The tragedy we face is not the challenge posed by Chinese space exploration, but the potential that we will not even try to meet it.
There was an element of urgency to interim NASA administrator Sean Duffy’s statement earlier this month announcing his agency’s intention to put a small nuclear reactor on the moon’s surface by 2030.
The project and the scientific ventures it would displace from NASA’s agenda were necessary, in part, because “China and Russia have announced on at least three occasions a joint effort to place a reactor on the Moon by the mid-2030s,” the announcement declared. The nation that does that first “could potentially declare a keep-out zone” and “inhibit the United States from establishing” a presence at its preferred lunar landing site. America is “in a race with China to the moon,” Duffy told reporters. If Ars Technica’s reporting is accurate, it’s a race the United States will lose.
China has recently conducted a variety of successful tests of its launch vehicles and lunar lander systems, Ars Technica’s Eric Berger observed, which lends credence to the recent announcement from China’s space agency that Beijing plans to land Taikonauts on the moon “before” 2030. Given the degree to which NASA’s Artemis program has failed to meet expectations and the setbacks private space agencies like SpaceX and Blue Origin experienced in their (still very difficult) attempts to develop reliable lunar landers, “It’s now probable that China will ‘beat’ NASA back to the moon this decade and win at least the initial heat of the new space race.”
Berger noted that lay observers of China’s achievement may respond to it with a yawn. “Been there, done that,” the author posits.

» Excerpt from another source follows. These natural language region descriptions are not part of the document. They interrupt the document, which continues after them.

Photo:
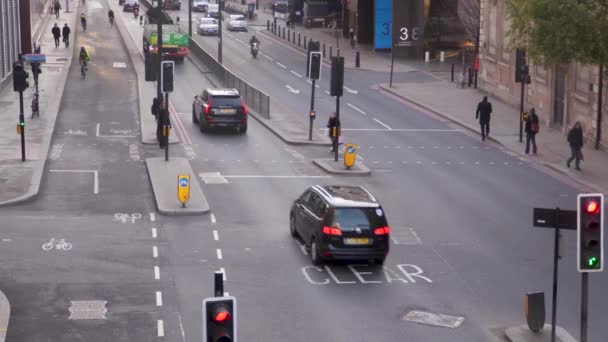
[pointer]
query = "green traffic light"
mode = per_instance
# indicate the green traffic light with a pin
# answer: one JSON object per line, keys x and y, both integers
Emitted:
{"x": 593, "y": 262}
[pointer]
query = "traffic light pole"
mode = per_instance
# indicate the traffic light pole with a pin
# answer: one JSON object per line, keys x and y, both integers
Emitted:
{"x": 312, "y": 109}
{"x": 584, "y": 304}
{"x": 22, "y": 120}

In addition, the systems the Chinese will employ to reproduce the feat America pulled off in 1969 look suspiciously like the Apollo program, which isn’t nearly as impressive as the next generation technology public and private interests in the U.S. are developing ahead of America’s return to the moon. What’s to worry about?
“It means the end of American exceptionalism,” George Washington University Space Policy Institute resident fellow Dean Cheng declared. “It means China can do ‘big’ things, and the United States cannot. The US cannot even replicate projects it undertook 50 (or more) years ago.” That is perhaps a bit overwrought. It is unlikely that the PRC will ensure that Mandarin will be the lingua franca of the upper atmosphere if the CNSA beats NASA back to our celestial neighbor. Cheng’s likely right, however, to forecast that a Chinese victory in the new space race would provide a shot in the arm to the Chinese model. Other rising powers might look to it as something worthy of emulation. That was, after all, the Soviet experience in the late 1950s and early 1960s as the American space program languished.
But if the Cold War-era space race is a model, we have less to fear from Taikonauts on the moon than Cheng suggests. By his own admission, only if China “regularly dispatches lunar missions” could it displace the United States in space. Only if the U.S. loses its appetite for competition in Earth’s orbit would we lose the next space race. That is what we should fear.
For decades, visionless and cynical American constituencies have regarded the American space program as an annoying competitor in their quest to gobble up America’s resources. Its benefits are theoretical and intangible, they say, and it consumes taxpayer funds that could be spent on domestic programs. Better to cast largess of the U.S. Treasury into the insatiable maw of the American entitlement state, cosseting Americans in a comfort blanket as we embrace our inevitable decline.
That argument has never prevailed. And yet, it also failed to prevail when it was argued in an era in which the United States was the unquestioned hegemon in the upper atmosphere. Might Americans be more favorable to the colorless fatalism on offer from, say, Senator Bernie Sanders amid real evidence that the United States has reached the limits of its technological and financial potential? It’s not hard to imagine a majority consensus forming around the notion that the U.S. is a spent force, that it should sink into a warm bath, self-medicate, and cede the future to our ambitious competitors abroad.
That is the tragedy we face, not the challenge posed by Chinese space exploration, but the potential that we will not even try to meet it.